The Lions qualified for the knockout rounds of the 2017 edition after registering 14 wins from 15 matches for a points haul of 65, two more than the second-placed Crusaders. Their top-of-the-table finish ensures they will play at Ellis Park, and in front of their own fans, for as long as they stay in the competition.
Johan Ackermann’s men will now host the Sharks in the quarter-finals on Saturday. Ackermann was one of Mitchell’s assistants when the New Zealander was in charge in Joburg and coached the Lions to Currie Cup glory in 2011.
The former Springbok lock took over from Mitchell as head coach in the latter stages of the 2012 campaign. The following year the Lions were relegated from Super Rugby and replaced by the Southern Kings.
Ackermann though put together a team, including a number of players not wanted at other unions, and built up a side that would win the Currie Cup in 2015 and reach the Super Rugby final last year, where they lost to the Hurricanes in Wellington.
“Most definitely (they can win the competition),” said Mitchell yesterday when he started his new job as executive of rugby at the Bulls in Pretoria.
“Having topped the log they’ve presented themselves with a great opportunity. I’m not sure the other teams (left in the competition) will understand their emotional motivation with (coach Johan) Ackermann leaving the union at the conclusion of the competition and the fact they fell short at the last hurdle last year.”

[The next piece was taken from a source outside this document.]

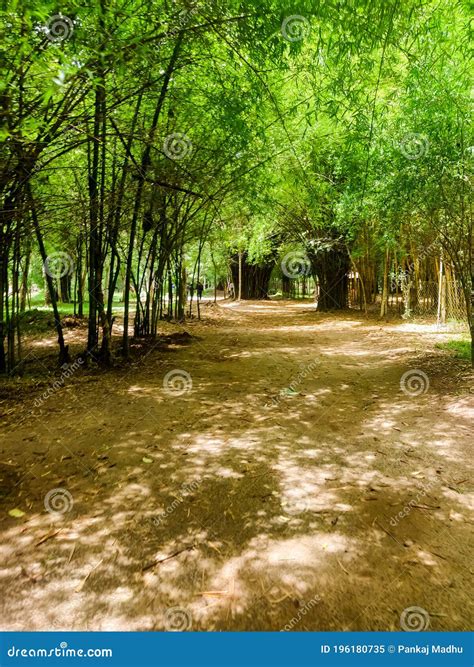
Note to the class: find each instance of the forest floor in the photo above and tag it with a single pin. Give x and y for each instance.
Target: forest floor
(293, 486)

Mitchell added that these factors would make the Lions a difficult team to beat, especially as they’ll be playing at home for the rest of the tournament.
“They’ll be highly motivated ... there will be lots of desire. If they can keep their composure and stick to the processes that have got them here, they’ll finish off well,” Mitchell said.
The former Lions man pointed to the team’s axing from Super Rugby in 2013 as a major turning point.
“In my experience, having coached at the Lions, what happened then was probably one of the best things that could have happened. They were able to clean out, get the wage bill down and start again. They also got a young committed group together ... so good things can happen when you’re out of Super Rugby,” Mitchell said.
Ackermann’s Lions will start as firm favourites to win against the Sharks on Saturday and advance to the semi-finals after twice previously getting the better of the Durbanites this season. In their sixth match of the campaign the Lions edged the Sharks 34-29 in Joburg and just last weekend Ackermann’s men won 27-10 in Durban.
The coach will go into the match in confident mood, his side dominating most aspects of the encounter last weekend, but he has still demanded a step-up from his charges.
“I didn’t think our intensity was good enough in Durban, certainly not when compared to how we played earlier in the season,” said Ackermann.
“We also weren’t very accurate in our execution ... we lost balls in contact, and that’s not good enough if we want to go further in this competition.
“Also, we gave away too many penalties at scrum time, and there were also some soft moments, like the try we gave away. There were also times we battled to generate momentum and put phases together ... and that affected the backs who didn’t have a launching pad.
“These are small things that we’ll fix this week though and there remains a great deal of confidence in the team.”